- Historic Sites
Fdr In My Sights
October 1994 | Volume 45, Issue 6
My brush has waited since 1939 to be told. The place was the Washington, D.C., Navy Yard, the location was aboard the USS Richmond . A ship with a large crew and crowded living spaces: big guns, ammunition, mine-laying tracks, and airplane catapults had first priority. Officers had rooms, chief petty officers slept in bunks. The rest of us slept in hammocks swung eight feet above the decks in every available corner. The ship’s band, of which I was a member, lived, slept, and rehearsed in the stern gun tub.
We were anchored forward of the President’s yacht. Its presence constantly reminded us that, with luck, Franklin D. Roosevelt might pass by us before we set sail again. The gunner’s mates, on this particular day, were working on a gun. They had removed the breech block and replaced it with a boresighting telescope to test the accuracy of the sights. I was my own supervisor because the bandmaster and all other bandsmen were on annual leave.
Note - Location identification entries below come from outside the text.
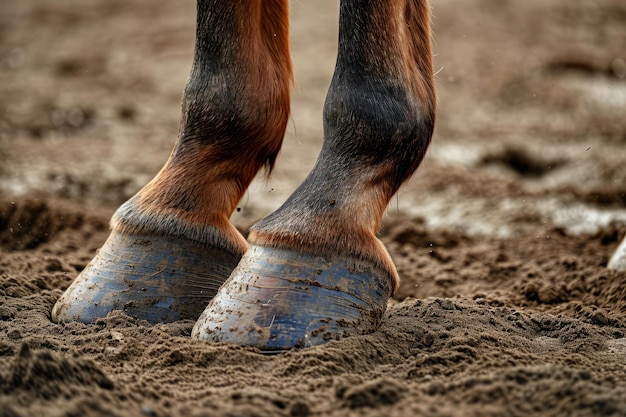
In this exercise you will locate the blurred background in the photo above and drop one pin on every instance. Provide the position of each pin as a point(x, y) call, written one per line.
point(531, 123)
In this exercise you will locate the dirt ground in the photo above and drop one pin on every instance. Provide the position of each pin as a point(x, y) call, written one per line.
point(501, 239)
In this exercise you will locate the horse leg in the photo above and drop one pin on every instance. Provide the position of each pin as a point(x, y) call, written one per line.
point(315, 270)
point(618, 260)
point(172, 244)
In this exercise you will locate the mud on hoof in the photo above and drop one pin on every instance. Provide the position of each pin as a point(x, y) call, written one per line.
point(154, 278)
point(278, 299)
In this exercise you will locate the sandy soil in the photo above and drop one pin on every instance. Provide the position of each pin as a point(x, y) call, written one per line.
point(501, 239)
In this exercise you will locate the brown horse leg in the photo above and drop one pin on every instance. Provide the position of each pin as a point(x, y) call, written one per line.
point(172, 244)
point(618, 260)
point(315, 270)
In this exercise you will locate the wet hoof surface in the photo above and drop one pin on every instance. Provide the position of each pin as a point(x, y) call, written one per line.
point(154, 278)
point(278, 299)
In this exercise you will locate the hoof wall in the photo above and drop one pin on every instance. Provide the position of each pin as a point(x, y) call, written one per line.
point(154, 278)
point(278, 299)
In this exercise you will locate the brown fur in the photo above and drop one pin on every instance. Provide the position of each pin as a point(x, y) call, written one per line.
point(398, 51)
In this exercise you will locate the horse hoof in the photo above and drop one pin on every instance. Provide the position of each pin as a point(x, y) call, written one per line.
point(154, 278)
point(278, 299)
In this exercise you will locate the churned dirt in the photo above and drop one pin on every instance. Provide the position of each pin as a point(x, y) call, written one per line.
point(501, 239)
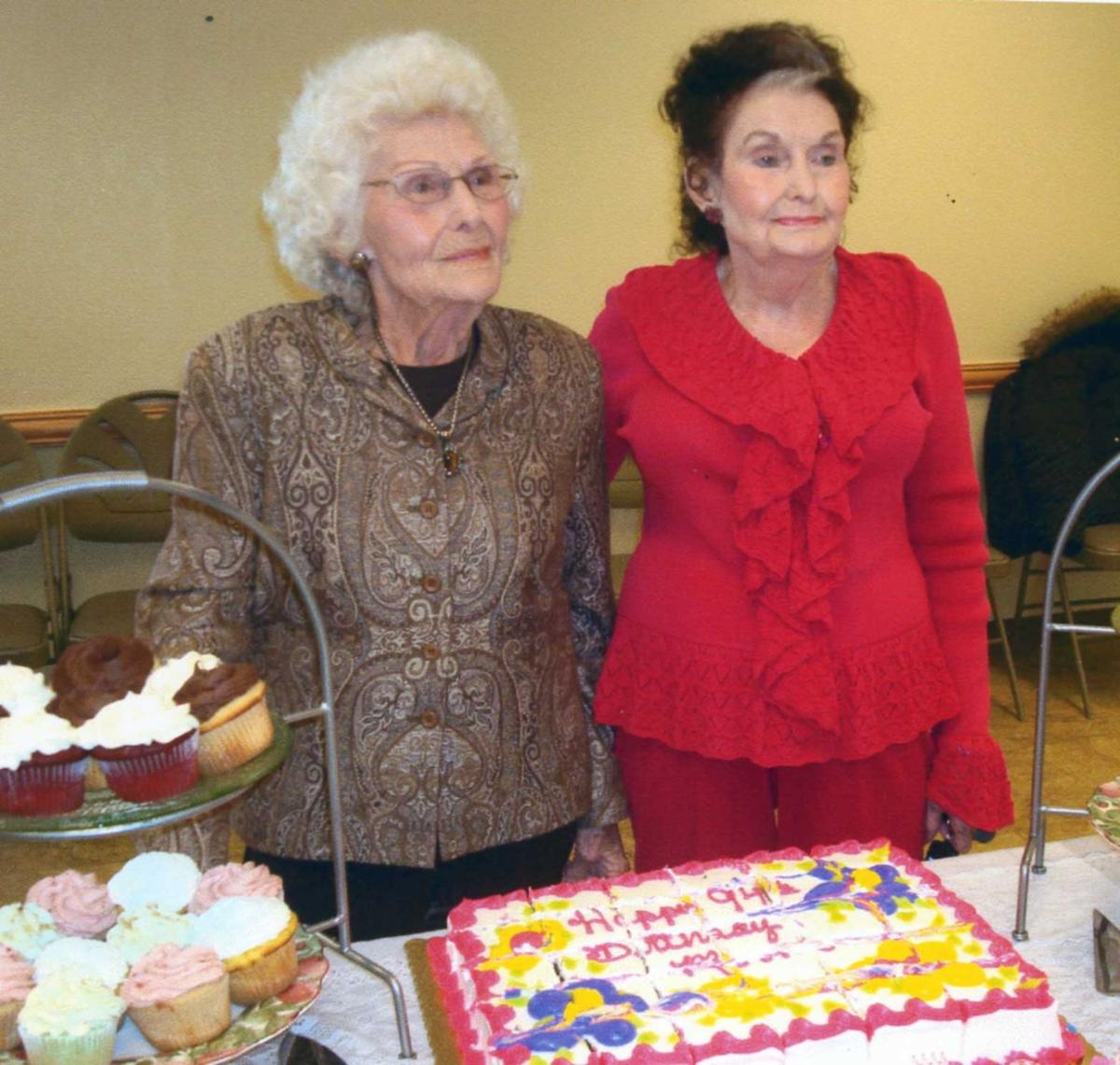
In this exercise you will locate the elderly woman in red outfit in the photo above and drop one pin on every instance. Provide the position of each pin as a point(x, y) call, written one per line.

Then it happened: ALL HANDS ON DECK, CLASS A UNIFORMS, MAN THE RAIL FOR THE COMMANDER IN CHIEF ! Normally, I would have been on deck with the band to render military honors, but I was alone. One trombone just wouldn’t do it. I peeked through the sights and found that the weapon was pointed and trained on the area about to be crossed by the Presidential party. Soon it was my pleasure to see the great man in the cross hairs, his features incredibly crisp and clear.
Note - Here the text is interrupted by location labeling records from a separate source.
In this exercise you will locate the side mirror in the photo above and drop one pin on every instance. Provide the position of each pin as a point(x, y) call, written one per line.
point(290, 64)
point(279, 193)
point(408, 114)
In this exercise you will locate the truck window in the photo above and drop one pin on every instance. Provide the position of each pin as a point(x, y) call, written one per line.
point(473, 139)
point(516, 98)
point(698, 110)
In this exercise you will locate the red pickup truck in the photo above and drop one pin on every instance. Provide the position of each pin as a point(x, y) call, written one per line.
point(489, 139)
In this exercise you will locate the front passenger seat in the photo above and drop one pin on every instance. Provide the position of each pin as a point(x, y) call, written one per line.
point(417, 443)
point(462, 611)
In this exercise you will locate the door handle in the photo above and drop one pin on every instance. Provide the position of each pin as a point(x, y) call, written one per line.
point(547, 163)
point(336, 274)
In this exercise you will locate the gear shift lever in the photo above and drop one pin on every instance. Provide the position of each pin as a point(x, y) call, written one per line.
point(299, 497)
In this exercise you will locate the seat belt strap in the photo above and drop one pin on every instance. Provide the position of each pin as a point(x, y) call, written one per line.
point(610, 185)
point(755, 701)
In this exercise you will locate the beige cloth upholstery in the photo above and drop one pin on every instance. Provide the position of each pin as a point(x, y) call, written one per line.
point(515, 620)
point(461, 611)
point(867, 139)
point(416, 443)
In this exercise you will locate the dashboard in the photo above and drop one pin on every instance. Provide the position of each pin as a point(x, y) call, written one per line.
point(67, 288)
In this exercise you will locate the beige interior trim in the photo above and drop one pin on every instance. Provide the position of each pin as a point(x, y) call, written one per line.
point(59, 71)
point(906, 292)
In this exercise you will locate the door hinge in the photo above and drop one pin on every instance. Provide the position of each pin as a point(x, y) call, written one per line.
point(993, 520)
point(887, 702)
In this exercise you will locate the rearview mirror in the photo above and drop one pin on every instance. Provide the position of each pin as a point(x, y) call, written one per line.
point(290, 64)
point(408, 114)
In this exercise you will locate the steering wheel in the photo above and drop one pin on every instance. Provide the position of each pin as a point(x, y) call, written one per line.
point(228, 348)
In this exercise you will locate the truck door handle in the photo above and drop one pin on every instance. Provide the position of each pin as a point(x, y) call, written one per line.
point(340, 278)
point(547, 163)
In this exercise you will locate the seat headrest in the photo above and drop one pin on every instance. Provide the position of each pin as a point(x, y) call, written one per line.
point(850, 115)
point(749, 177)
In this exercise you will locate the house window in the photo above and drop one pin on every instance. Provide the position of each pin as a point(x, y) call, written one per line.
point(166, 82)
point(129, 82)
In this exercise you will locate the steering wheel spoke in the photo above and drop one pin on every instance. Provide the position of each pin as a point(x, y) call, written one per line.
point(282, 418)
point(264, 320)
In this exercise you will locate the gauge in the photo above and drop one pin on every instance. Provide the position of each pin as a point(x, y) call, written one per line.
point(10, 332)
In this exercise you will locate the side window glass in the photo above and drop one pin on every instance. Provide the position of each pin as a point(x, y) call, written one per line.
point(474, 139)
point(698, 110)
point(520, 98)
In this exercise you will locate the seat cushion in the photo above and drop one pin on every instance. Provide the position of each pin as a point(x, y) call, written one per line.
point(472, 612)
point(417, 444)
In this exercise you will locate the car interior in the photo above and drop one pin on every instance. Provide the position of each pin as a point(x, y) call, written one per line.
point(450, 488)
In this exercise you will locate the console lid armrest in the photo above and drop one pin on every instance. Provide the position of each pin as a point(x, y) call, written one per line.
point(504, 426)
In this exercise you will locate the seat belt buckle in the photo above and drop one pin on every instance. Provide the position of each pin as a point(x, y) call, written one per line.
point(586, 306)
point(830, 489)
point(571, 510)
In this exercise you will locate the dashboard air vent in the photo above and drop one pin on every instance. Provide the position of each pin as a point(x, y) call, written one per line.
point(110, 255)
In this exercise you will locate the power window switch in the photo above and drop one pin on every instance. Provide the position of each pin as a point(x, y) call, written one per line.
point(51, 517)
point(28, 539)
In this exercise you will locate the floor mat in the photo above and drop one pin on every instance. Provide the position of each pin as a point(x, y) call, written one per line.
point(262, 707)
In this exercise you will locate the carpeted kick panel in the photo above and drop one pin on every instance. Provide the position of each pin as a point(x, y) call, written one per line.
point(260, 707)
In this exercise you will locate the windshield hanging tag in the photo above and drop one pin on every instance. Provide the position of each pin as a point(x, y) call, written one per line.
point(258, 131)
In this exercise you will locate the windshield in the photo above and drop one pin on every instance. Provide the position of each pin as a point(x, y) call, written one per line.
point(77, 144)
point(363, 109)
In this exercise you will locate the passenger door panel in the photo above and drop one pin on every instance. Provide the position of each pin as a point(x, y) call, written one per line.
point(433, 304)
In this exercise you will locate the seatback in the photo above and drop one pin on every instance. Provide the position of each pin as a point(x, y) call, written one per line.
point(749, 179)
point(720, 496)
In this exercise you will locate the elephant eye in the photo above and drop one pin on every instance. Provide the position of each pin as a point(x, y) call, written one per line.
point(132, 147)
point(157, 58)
Then it occurred to me that even though the gun was inoperable, an alert Secret Service ought to notice where it was pointed. My commanding officer would have been as humiliated as I if anyone were to find me bore-sighting Mr. Roosevelt, so I quickly went below the decks to check the view through a porthole. Not so good. I could no longer count the whiskers.
My glimpse of FDR might have made me infamous as the man who saw our head of state through the cross hairs of the largest gun ever pointed at a man. It was my lucky day that the guard didn’t find me so occupied; it is, of course, a mortal sin for a Navy man to embarrass the commanding officer. My career would probably have ended right then.